There aren’t many subjects that leave me with conflicted opinions. When Old Yellar has to be shot, I’m not sort of happy because that means he’s no longer suffering from the rabies, I’m just downright sad. When my sorry Cubs let James Loney launch a grand slam into the right field bleachers in game 1 of the 2008 playoffs, I was not happy for him. I sat in the stands, dejected, just as the other 40,000 foolish sorts who paid too much to watch a heartless team play baseball. Whatever the situation, I am rarely confused. Partly out of stubborn closed mindedness, but mostly out of a keen awareness of cause and effect, and the reasons that certain things just must be.
The Geneva National conundrum is a peculiar one, as Lake Geneva real estate markets go. And be sure it is indeed a conundrum. Geneva National has been the hottest of our individual markets, and it has been colder than a Winnipeg winter- and those extremes were reached in the first 10 years of its existence. In the decade that has followed, the market has followed a similar trajectory, at once soaring with the hottest real estate markets in the country, and now again, a barren wasteland of cedar and stone and too much garbage cement board, a scene more befitting the solitaire of a Fargo highway than a leafy Lake Geneva drive.
It’s January 14th, 2011, and Geneva National looks much like it did on January 14th of 2001. This is not progress. The reason for the down market remains the same today as it was then. An illiquid market that had been intentionally and irrationally flooded with inventory on the assumption of a never ending stream of buyers, and a huddled mass of owners that can barely cut prices fast enough to attract the three or eight buyers that remain. I know some of the reasons that Geneva National had a dismal 2010, and as those theories pop into my generous brain I’ve been quick to relay those to you.
The lack of equity in the primary homes of the target buyers is one obvious reason for the lack of buyer traffic. The overall softness in the bread and butter price range ($200k-$600k) of GN is another. But those reasons alone should not be enough to almost completely and thoroughly snuff out what was a wildly popular development just three years prior. Am I really that accurate in my market assumptions? Can a simple lack of home equity be that ruinous to a market that has exhibited impressive strength over most of the last decade? I don’t think so. There has to be another reason.

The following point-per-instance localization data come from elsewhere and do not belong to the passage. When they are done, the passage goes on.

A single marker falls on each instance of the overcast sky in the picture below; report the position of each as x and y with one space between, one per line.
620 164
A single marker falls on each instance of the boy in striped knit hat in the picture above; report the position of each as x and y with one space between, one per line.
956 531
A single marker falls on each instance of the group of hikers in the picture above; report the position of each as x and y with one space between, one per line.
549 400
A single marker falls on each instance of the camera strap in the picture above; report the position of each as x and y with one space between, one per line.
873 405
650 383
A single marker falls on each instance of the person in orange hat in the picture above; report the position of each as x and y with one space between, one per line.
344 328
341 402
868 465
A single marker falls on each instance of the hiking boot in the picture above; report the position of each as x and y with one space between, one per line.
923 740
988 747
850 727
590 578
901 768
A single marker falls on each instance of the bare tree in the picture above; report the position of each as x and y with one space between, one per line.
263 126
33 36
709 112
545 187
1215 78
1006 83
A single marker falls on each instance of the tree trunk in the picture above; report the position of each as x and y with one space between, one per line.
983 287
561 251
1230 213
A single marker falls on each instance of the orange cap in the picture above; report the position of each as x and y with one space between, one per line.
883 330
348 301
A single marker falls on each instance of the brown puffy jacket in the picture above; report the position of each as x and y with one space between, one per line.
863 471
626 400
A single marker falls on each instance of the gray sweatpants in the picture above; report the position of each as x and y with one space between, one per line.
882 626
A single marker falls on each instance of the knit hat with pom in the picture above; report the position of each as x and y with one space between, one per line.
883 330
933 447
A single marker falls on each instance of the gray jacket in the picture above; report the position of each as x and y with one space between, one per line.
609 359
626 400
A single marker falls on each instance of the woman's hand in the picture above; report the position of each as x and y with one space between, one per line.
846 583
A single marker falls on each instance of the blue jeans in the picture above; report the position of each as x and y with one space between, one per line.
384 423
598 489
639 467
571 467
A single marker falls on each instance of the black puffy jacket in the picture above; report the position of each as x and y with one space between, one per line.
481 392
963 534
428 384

It’s no secret that condominiums have had a rougher go of the last three years than that of single family homes. The lakefront condo market has slowed, the off-water condominium market has slowed, and Geneva National has slowed. Abbey Springs might have bucked the trend, but a singular resister doesn’t mean all that much. The condominium is down, and at Geneva National it’s just about out. The lawsuit that bothered the GN market for a few years never really dented the market there. The suit was brought by a group of owners who didn’t like the tactics of the declarant, and sued to make their feelings known. There were internal rumblings that the suit hurt the market there, but I don’t think it actually did. The suit didn’t bring the market down, even if some of the developments within GN that prompted the suit very well may have.
The dreary statistics will paint a picture of a market in a funk, and I fear the funk is going to be with us throughout 2011. There were only 27 sales (per MLS) in GN during 2010, not including vacant lot sales. There were 31 sales in 2009, making Geneva National the only individual market that I follow that didn’t experience some sort of volume recovery during 2010. When the rest of the market is increasing volume and yours is subtracting it, there’s a problem. Piling on, there were 45 sales in GN during 2008- and 2008 was a miserable year.
I truthfully don’t know what’s eating GN, but it’s obvious this is a market in need of a sales burst in the worst way. GN is a beautiful development with 54 holes of the most inspiring golf in the Midwest. For buyers seeking a country club atmosphere behind gated security, this is your best option within 100 miles, and probably further. Geneva National will once again find favor in our marketplace; it’s just too perfect of a development to not attract buyers over the long run. Unfortunately the long run matters little if you’re a seller looking to sell in 2011. As one of the few brokers to have lived in GN over the years, I’m your guy if you want to take a look at this stellar development, warts and all. The developments, not mine. I don’t have any. Not a one. I swear.